基于增量交换的主动配电网分布式多目标最优潮流

doi:10.3969/j.issn.2097-0706.2024.02.006

摘要/Abstract

摘要：

接入高比例可再生能源的主动配电系统，配电网络运营商和能源运营商之间存在竞争与合作的复杂利益关系。为了提高分布式能源利用率，提出了一种基于增量交换的分布式多目标最优潮流（MO-OPF）算法。在MO-OPF模型中，网络运营商和能源运营商分布追求自己的运营目标，同时确保整个网络的电压和支路功率安全限制得到满足。该算法能够以分散的方式求解MO-OPF问题，而不会向网络运营商暴露任何能源运营商的私有信息。其核心思想是利用耦合变量增量的二次函数来描述能源运营商对网络运营商的影响，网络运营商通过求解累积二次规划问题来计算耦合变量的增量。以IEEE 33节点配电系统为例，验证所提方法不仅可以提供与使用集中式优化相同的帕累托最优解，而且具有电压调节能力。

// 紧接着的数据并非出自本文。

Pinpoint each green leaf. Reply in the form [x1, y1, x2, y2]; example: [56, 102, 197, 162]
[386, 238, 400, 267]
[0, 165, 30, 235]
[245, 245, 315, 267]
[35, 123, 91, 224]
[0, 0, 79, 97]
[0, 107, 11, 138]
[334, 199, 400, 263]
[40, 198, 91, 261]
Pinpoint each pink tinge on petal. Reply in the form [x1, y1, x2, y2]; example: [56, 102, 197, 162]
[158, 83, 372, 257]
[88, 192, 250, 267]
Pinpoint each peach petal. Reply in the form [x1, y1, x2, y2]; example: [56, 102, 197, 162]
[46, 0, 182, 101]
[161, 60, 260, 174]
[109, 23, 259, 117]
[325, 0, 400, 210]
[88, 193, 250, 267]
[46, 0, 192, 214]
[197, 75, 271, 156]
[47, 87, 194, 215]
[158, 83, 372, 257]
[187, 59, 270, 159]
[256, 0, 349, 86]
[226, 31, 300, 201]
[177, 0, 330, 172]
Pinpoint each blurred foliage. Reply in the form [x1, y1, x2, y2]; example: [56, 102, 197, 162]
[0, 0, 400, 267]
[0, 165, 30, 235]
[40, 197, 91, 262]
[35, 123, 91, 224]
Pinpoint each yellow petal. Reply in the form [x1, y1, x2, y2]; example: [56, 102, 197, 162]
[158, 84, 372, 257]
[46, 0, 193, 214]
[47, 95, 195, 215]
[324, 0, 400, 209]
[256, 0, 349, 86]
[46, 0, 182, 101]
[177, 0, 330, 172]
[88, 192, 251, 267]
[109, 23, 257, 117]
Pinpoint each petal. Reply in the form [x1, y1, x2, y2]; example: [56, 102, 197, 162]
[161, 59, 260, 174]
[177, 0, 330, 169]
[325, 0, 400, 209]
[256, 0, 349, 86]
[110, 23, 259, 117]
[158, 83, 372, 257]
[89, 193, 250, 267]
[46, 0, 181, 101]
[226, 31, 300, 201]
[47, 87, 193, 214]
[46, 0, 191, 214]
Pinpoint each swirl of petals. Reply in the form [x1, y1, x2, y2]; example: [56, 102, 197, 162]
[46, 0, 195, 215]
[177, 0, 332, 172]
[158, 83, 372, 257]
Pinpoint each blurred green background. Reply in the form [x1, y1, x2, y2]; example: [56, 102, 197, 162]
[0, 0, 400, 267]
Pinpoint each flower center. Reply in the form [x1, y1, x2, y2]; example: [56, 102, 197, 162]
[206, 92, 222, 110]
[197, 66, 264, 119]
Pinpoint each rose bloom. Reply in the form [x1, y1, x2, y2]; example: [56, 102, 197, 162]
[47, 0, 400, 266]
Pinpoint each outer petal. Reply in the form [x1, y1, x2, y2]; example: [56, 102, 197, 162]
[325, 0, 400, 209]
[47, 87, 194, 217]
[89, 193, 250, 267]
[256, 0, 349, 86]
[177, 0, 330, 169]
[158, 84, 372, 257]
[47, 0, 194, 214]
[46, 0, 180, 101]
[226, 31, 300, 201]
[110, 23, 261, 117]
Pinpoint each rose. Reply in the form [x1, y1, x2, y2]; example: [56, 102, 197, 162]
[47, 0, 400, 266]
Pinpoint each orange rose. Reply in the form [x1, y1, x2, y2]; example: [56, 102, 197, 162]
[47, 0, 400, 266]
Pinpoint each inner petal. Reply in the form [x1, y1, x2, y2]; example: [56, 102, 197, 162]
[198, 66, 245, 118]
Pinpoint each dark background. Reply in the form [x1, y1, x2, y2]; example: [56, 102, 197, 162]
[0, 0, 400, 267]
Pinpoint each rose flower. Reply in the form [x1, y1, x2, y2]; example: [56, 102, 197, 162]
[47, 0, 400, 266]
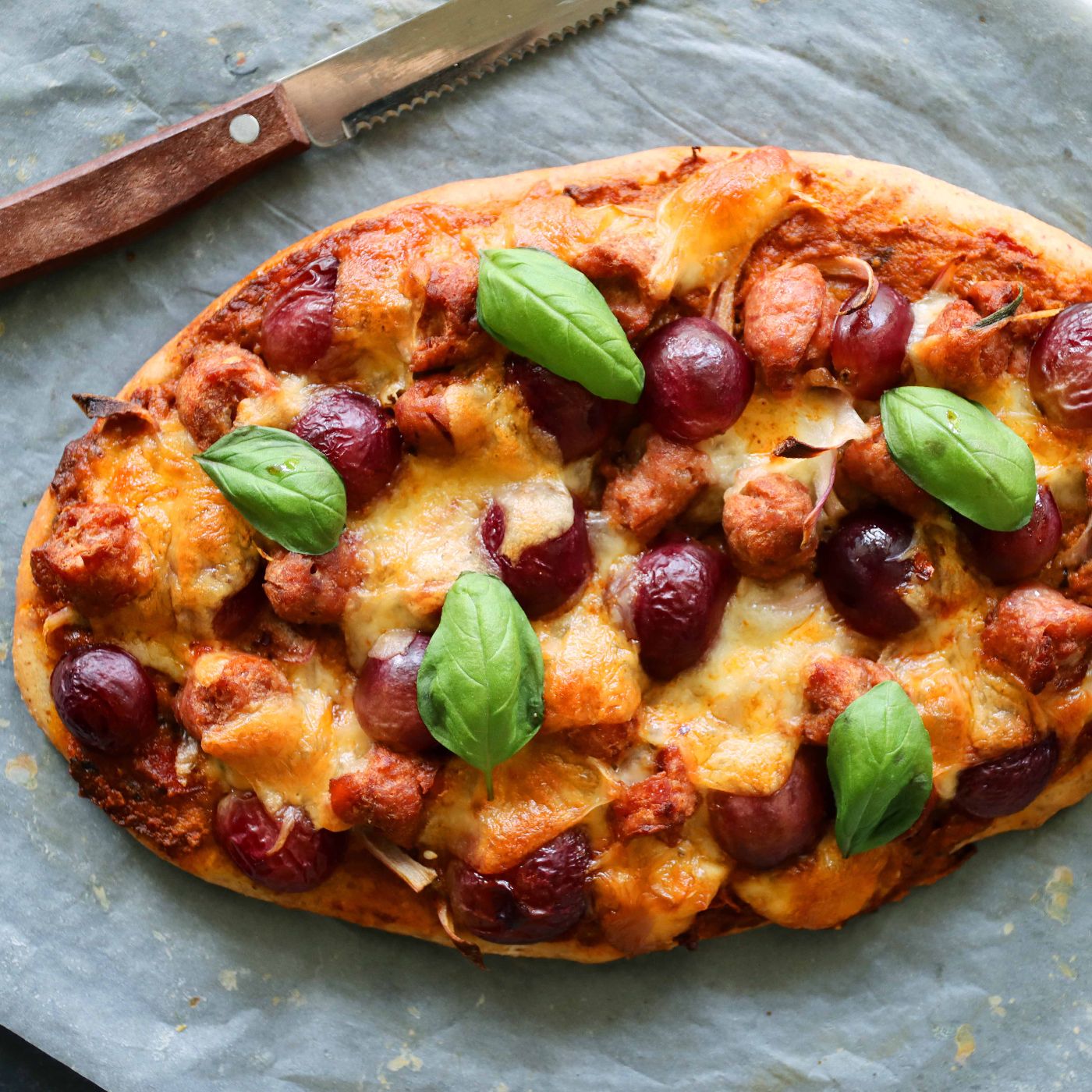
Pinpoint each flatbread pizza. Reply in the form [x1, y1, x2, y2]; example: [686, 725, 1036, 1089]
[13, 147, 1092, 962]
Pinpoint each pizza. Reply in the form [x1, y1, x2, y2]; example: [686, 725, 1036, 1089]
[14, 147, 1092, 962]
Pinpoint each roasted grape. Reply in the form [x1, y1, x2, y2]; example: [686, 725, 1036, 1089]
[508, 357, 619, 463]
[709, 747, 832, 868]
[49, 644, 156, 754]
[956, 485, 1062, 584]
[353, 629, 439, 753]
[640, 317, 754, 443]
[956, 732, 1058, 819]
[213, 792, 345, 891]
[818, 507, 918, 638]
[261, 254, 339, 371]
[481, 489, 592, 618]
[830, 284, 914, 399]
[614, 541, 735, 679]
[1027, 303, 1092, 428]
[292, 387, 402, 508]
[448, 830, 590, 945]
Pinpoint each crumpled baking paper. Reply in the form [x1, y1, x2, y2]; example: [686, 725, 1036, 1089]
[0, 0, 1092, 1092]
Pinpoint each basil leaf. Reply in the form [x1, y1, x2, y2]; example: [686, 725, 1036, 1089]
[193, 425, 345, 554]
[880, 387, 1037, 530]
[417, 573, 543, 800]
[477, 248, 644, 403]
[827, 682, 933, 857]
[971, 285, 1023, 330]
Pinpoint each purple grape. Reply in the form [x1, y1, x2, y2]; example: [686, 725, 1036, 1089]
[640, 317, 754, 443]
[49, 644, 156, 754]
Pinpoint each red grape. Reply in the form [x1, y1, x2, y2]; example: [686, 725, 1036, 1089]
[615, 541, 736, 679]
[481, 498, 592, 618]
[213, 792, 346, 891]
[830, 284, 914, 399]
[956, 485, 1062, 584]
[956, 732, 1058, 819]
[1027, 303, 1092, 428]
[261, 254, 339, 371]
[640, 317, 754, 443]
[818, 507, 918, 638]
[49, 644, 156, 754]
[709, 747, 831, 868]
[448, 830, 590, 945]
[292, 387, 402, 508]
[508, 357, 618, 463]
[353, 629, 439, 751]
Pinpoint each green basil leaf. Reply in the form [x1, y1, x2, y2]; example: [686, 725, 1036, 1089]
[827, 682, 933, 857]
[193, 425, 345, 554]
[477, 248, 644, 403]
[417, 573, 543, 800]
[971, 285, 1023, 330]
[880, 387, 1037, 530]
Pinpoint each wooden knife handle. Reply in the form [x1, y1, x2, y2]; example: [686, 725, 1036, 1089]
[0, 83, 310, 289]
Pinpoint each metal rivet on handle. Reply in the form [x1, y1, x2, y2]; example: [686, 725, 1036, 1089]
[227, 114, 262, 144]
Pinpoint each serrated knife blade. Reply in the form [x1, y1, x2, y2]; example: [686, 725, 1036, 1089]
[0, 0, 631, 290]
[282, 0, 630, 147]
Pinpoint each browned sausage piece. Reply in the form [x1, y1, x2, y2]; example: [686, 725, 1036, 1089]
[394, 376, 456, 456]
[802, 656, 895, 743]
[609, 745, 698, 842]
[603, 432, 709, 541]
[722, 474, 819, 580]
[914, 300, 1012, 394]
[982, 584, 1092, 693]
[175, 652, 292, 739]
[30, 503, 155, 614]
[49, 432, 103, 508]
[966, 281, 1020, 317]
[330, 743, 438, 846]
[410, 263, 489, 372]
[175, 344, 276, 451]
[838, 415, 936, 519]
[743, 264, 833, 391]
[265, 530, 365, 623]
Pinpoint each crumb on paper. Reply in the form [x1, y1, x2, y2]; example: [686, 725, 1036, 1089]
[387, 1043, 424, 1073]
[90, 873, 110, 909]
[3, 753, 38, 792]
[1043, 865, 1073, 925]
[1051, 956, 1076, 982]
[956, 1024, 974, 1065]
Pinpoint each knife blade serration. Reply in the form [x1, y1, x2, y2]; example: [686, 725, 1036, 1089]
[282, 0, 631, 147]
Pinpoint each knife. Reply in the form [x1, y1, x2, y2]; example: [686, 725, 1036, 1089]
[0, 0, 630, 289]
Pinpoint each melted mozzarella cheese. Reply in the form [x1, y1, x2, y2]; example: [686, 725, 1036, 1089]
[494, 478, 573, 563]
[640, 576, 857, 796]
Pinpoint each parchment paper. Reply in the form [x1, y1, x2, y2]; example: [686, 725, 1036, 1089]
[0, 0, 1092, 1092]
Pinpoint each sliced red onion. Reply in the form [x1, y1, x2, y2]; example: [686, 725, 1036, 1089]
[357, 830, 437, 895]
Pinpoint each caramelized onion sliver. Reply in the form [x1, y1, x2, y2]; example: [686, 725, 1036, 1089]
[358, 830, 438, 895]
[800, 448, 838, 548]
[436, 899, 486, 971]
[811, 254, 880, 316]
[265, 808, 298, 857]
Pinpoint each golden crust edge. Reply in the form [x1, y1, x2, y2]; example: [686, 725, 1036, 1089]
[12, 147, 1092, 963]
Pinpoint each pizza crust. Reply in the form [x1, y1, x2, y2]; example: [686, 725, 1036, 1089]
[12, 147, 1092, 963]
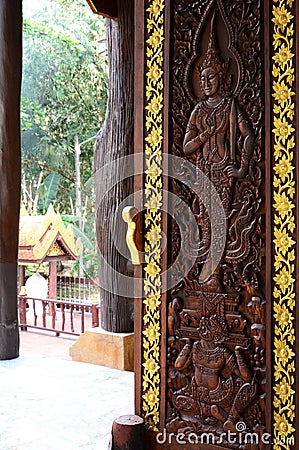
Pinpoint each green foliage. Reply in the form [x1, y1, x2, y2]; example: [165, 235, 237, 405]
[21, 0, 108, 212]
[38, 173, 60, 214]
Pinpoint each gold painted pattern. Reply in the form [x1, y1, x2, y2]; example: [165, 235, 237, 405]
[142, 0, 164, 430]
[272, 0, 296, 450]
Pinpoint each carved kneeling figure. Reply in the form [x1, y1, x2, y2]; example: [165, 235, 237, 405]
[173, 314, 257, 431]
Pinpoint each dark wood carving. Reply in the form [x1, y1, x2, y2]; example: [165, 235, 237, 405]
[167, 0, 266, 442]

关键词: 分布式多目标优化, 主动配电网, 最优潮流, 可再生能源, 增量交换

Abstract:

With the access of high-proportion renewable energy to active distribution systems，the benefit allocation and competition between distribution network operators and energy system operators are complex. To increase the utilization rate of distributed energy resources, an increment-exchange-based decentralized multi-objective optimal power flow（MO-OPF）algorithm for distribution grids is proposed. During the solving of an MO-OPF model, network operators and multi-energy system operators will pursue their own operation objectives, while satisfying the voltages and branch power limits throughout the power grid. Since the proposed algorithm is decentralized，it can solve MO-OPF problems without exposing any private information of energy system operators to network operators. The core of the algorithm is to describe the impact of energy system operators on network operators with quadratic functions of coupling variables increments, which are obtained by network operators through accumulated quadratic programming. The case study on an IEEE 33-bus distribution system is carried out to demonstrate that the proposed algorithm can not only provide the Pareto optimal solution as the centralized optimization model does, but can also regulate the system voltage.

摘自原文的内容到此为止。